“Relation” in Aristotle’s Categories

Something that gets translated as “relation” (ta pros ti, literally “the toward something”) is one of the ten categories Aristotle discusses in the Categories, which was traditionally treated as a kind of introduction to Aristotelian logic, and indeed to Aristotle’s thought as a whole.

In the order of the sciences laid out by al-Farabi, for instance, I believe the Categories is treated as a source of primitive definitions along the lines of the definitions with which the systematic development of Euclid’s Elements of Geometry begins. This is to substitute a very different — straightforwardly deductive — method and pedagogy for Aristotle’s own more fluid approach. See Demonstrative “Science”?.

Plato and Aristotle devoted extraordinary attention to questions of definition, and in doing so greatly devalued the importance of any assumed definitions.

Aristotle always recommended that we begin with that is more familiar and close at hand, and then expect our beginning to be substantially modified as we move toward what is clearer and more intelligible. This is the original model for Hegel’s logical “movement”.

The “what is toward something” of the Categories is quite simply not equivalent to more modern notions of “relation” — neither to its use in Kant and Hegel, nor to its mathematical use. Whether in Kant or Hegel or in mathematics, relation in the modern sense is fundamentally bi-directional. If a has a relation R to b, then b by definition has a relation R-inverse to a. In the same sense in which Hegel points out that the positive and negative signs on numbers assigned to measure, e.g., physical forces, can be systematically reversed without changing the physical meaning, any directionality in relations in the modern sense is a superficial matter of setup, and not anything deeply meaningful.

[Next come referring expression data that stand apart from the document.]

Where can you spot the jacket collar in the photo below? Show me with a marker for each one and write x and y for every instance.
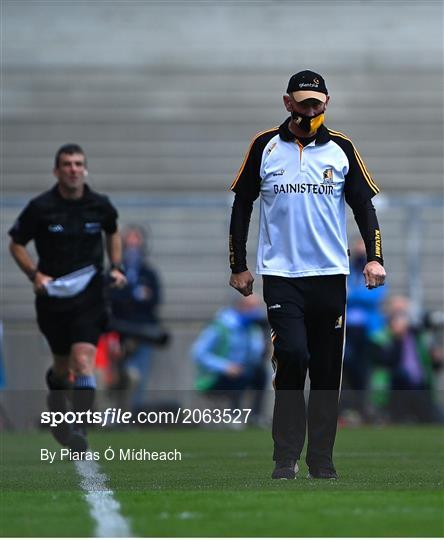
(322, 135)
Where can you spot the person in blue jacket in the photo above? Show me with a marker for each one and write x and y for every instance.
(230, 350)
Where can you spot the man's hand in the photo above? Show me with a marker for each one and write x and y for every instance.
(242, 282)
(39, 283)
(118, 279)
(374, 275)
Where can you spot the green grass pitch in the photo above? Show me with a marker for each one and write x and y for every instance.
(391, 484)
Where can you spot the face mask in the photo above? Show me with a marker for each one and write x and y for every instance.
(309, 124)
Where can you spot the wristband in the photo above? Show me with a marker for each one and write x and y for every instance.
(32, 274)
(119, 267)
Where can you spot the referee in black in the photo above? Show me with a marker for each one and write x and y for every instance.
(304, 173)
(67, 224)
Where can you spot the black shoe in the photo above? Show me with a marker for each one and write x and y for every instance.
(78, 441)
(62, 432)
(322, 474)
(285, 470)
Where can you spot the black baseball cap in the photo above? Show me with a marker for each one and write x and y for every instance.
(307, 84)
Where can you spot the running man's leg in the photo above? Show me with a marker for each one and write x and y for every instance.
(290, 359)
(326, 331)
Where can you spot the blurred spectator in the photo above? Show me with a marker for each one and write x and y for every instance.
(411, 359)
(134, 313)
(229, 352)
(364, 318)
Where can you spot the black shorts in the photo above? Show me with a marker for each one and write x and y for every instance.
(79, 325)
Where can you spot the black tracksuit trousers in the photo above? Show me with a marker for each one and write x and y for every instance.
(307, 319)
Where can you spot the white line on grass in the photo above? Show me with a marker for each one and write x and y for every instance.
(103, 507)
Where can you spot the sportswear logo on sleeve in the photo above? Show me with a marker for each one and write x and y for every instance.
(92, 228)
(327, 176)
(56, 228)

On the other hand, Aristotle’s “what is toward something” has an irreducibly directed (i.e., unidirectional) character. If x is oriented “toward” y, it does not follow that y must have a corresponding inverse orientation toward x. The semantics of x‘s “being toward” y imply a material dependency of x on y, and thus implicitly a kind of subordination of x to y.

This is certainly an important kind of construct to have in our toolbox for explaining things, but it simply is not what is meant when Kant says we know phenomena in a purely relational way, or when Hegel adds that essence is purely relational. It would also be a serious error to assume that according to Aristotle, the subordinate or subordinating aspect of the pros ti category would apply to the different concept of “relation” used by Kant and Hegel (or to mathematical relations).

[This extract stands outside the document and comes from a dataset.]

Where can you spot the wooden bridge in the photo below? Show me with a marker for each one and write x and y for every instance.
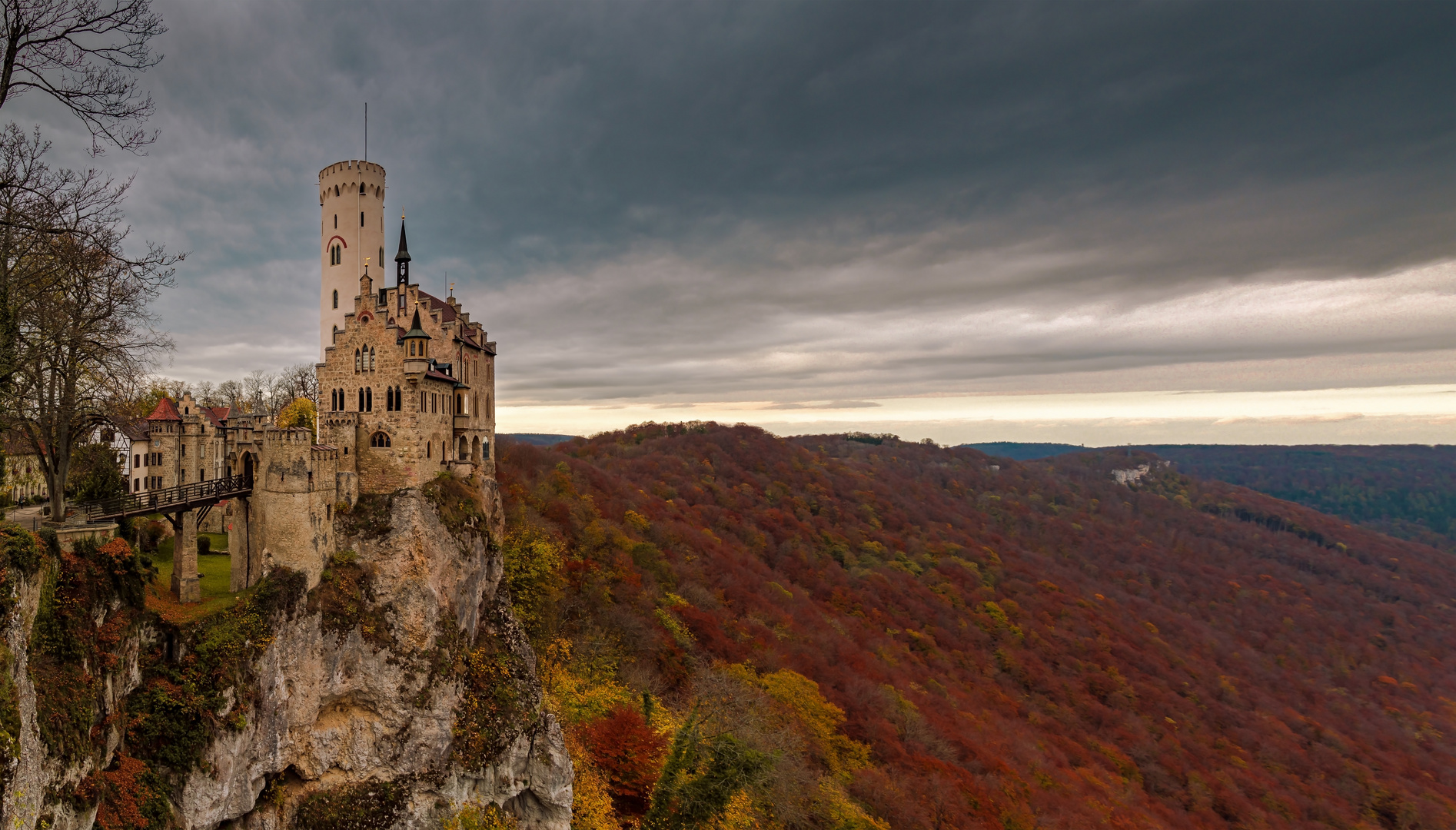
(174, 500)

Once again, this whole confusion arises due to the influence of the Latin translation, in this case of pros ti by relatio. For Latin readers, relatio had not yet acquired the importantly different meanings that “relation” has in Kant and Hegel, or in the mathematical theory of relations pioneered by C. S. Pierce and Ernst Schröder. Thus its use did not create serious misunderstanding. But for a general modern audience, “relation” is a terrible choice to translate pros ti, for the reasons mentioned.

I think that Aristotle does also implicitly operate with a concept like that of “relation” in Kant and Hegel, but he does not give it a name, and it is certainly not the pros ti of the Categories. Rather, it comes into play in the way Aristotle uses notions like unity, diversity, identity, and difference.